FutureCrime Summit is India’s largest conference on tech-enabled crime and allied security domains.

FutureCrime Summit 2026 Calls for Speakers From Government, Industry and Academia

The420 Web Desk
6 Min Read

NEW DELHI — The FutureCrime Summit has steadily evolved into one of India’s most visible forums for conversations on cybercrime, digital risk, technology law, forensics and national security. The 2026 edition is scheduled for August 6 and 7 at Dr. Ambedkar International Centre in New Delhi, where organizers are now inviting professionals to apply as speakers for a platform that has increasingly become a meeting ground for investigators, policymakers, industry leaders and digital security practitioners.

The summit’s current public positioning is expansive: it convenes dialogue on cybercrime, AI, digital forensics, data privacy, cybersecurity, threat intelligence, incident response, malware analysis, ransomware, financial fraud, digital investigation, the dark web, cryptocurrency crime and blockchain forensics. That breadth reflects the reality organizers are trying to capture — that technology-enabled crime is no longer a narrow specialist issue, but a systemic challenge touching finance, policing, governance, law and enterprise resilience.

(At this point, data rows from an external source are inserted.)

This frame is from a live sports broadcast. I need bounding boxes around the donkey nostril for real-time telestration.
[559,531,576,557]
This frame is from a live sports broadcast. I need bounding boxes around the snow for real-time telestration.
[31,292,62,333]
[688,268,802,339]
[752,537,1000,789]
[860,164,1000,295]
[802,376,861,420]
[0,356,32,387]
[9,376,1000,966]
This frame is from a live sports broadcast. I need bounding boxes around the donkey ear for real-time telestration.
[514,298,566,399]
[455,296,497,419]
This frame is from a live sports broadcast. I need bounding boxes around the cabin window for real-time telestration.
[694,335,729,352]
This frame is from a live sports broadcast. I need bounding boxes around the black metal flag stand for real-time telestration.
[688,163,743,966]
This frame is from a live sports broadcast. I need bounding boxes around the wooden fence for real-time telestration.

What Past Editions Have Already Established

The invitation to new speakers is also rooted in the summit’s own recent history. On the official summit site, organizers say previous editions drew more than 1,800 delegates and security professionals, featured 120-plus global speakers and cyber experts, represented 50-plus organizations, and included 30-plus panels, talks and workshops. The same materials describe the event as fully focused on the future of cybercrime defense.

Coverage of earlier editions shows how that scale translated into substance. The 2025 edition was framed as India’s biggest technology crime conference, with sessions spanning cyber forensics, digital threats and technology law. Topics included mobile, cloud and network forensics, blockchain and dark web forensics, crypto crime, AI-enabled crimes, deepfakes, ransomware, malware, phishing, social engineering, UPI fraud, instant loan fraud, the DPDP Act, IT Act rules, GDPR, DORA and sectoral compliance expectations from regulators such as RBI, IRDA and SEBI.

That breadth is part of the summit’s appeal to prospective speakers. It is not built around a single discipline, but around the convergence of cyber investigation, policy, compliance, digital trust and emerging forms of technology-assisted crime.

The Kind of Speakers the Summit Has Attracted

Past editions have also featured a notably high-level speaker roster. The summit website’s speaker gallery and reporting around earlier editions name figures such as Dr. V.K. Saraswat, Member of NITI Aayog and former DG of DRDO; Lt Gen M.U. Nair, National Cybersecurity Coordinator; Rajiv Jain, former Director of the Intelligence Bureau; Justice Talwant Singh, former judge of the Delhi High Court; Dr. Vikram Singh, Former UP DGP; Dr. Gulshan Rai, former National Cybersecurity Coordinator and former DG of CERT-In; Sanjay Bahl, Director General of CERT-In; and Dr. Pavan Duggal, advocate at the Supreme Court of India.

Taken together, those names underscore what organizers are trying to signal with the 2026 speaker call: this is a stage where government, law enforcement, judiciary, policy, corporate security and cyber expertise have historically met on equal footing.

Why the 2026 Speaker Call Matters

The summit is organized within the broader ecosystem of the Future Crime Research Foundation (FCRF), which describes itself as an IIT Kanpur’s AIIDE-CoE incubated, Section 8 non-profit working across cybersecurity, digital crime, fraud risk management, cyber laws, cyber forensics and policy research. The organization says it is committed to building India’s digital resilience through research, training, capacity-building and national-level collaborations.

That institutional backdrop matters because FCRF’s work extends beyond the summit itself. Reporting on the foundation states that it has trained thousands of law enforcement officers and cyber professionals, runs professional programs in cyber crisis management and digital governance, and hosts the Future Crime Summit as India’s largest summit on tech-enabled crime.

Organizers are now inviting applications from a wide range of professionals — including government officers, law enforcement personnel, policymakers, CISOs, CTOs, chief risk officers, fraud risk professionals, AML and compliance specialists, cybercrime investigators, digital forensics experts, AI security researchers, legal professionals, scholars and security consultants. The official summit page explicitly frames the audience as a broad cross-section of leaders, innovators and defenders working against the next generation of technology-driven crime.

Interested applicants may apply through the following link: https://summit.futurecrime.org/apply-as-a-speaker. Alternatively, they may send their CV, work experience and relevant profile details to research@futurecrime.org.

In a country where the criminal use of technology is outpacing institutional adaptation in finance, law enforcement, governance and enterprise security, the summit’s call for speakers is also a call for expertise itself — a search for people who have seen these threats up close, and can help define how India responds next.